Sunday, May 19, 2013

Flagship of All Relationships

A wedding is, among other things, the culmination of a waiting for a marriage relationship with someone. On it rides the hopes of all things good, good things that come from a marriage.

Our marriages are but a fore-shadowing of the ultimate relationship we will have with God in His fully manifest kingdom. In some ways, a wedding signals our desire for this ultimate relationship. It indicates our aspiration to commit ourselves to the things that make that possible (faith).

Weddings can remind us of that commitment, of that desire...even in painful ways...for what we ultimately hope for, whether we experience it now or not. We should continue to hope for such things, to have faith for such things, to love for such things.

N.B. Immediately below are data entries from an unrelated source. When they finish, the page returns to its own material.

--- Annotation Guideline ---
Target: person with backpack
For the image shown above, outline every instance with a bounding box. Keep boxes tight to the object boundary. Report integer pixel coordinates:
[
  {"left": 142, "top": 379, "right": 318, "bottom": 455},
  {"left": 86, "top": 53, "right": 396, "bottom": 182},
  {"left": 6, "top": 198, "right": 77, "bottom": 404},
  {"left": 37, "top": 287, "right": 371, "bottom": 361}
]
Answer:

For marriage inevitably becomes the flagship of all other relationships.  One's own home is the place where love must first be practiced before it can truly be practiced anywhere else.  No one likes to be out of joint with a good friend or with in-laws or with an employer, but such problem at least can be tolerated. Yet any little thing that comes between a man and his wife is capable of wrenching them apart inside, and if that is not the case, then it can only be due to the growth of a callousness in them that cannot help carrying over into all their other relationships.  A husband and wife are "one flesh," and to be alienated from one another is equivalent to being alienated from their own bodies.  How can a man who harbors bitterness towards himself be anything but bitter toward the rest of the world? "He who loves his wife loves himself," says Paul (Ephesians 5:28).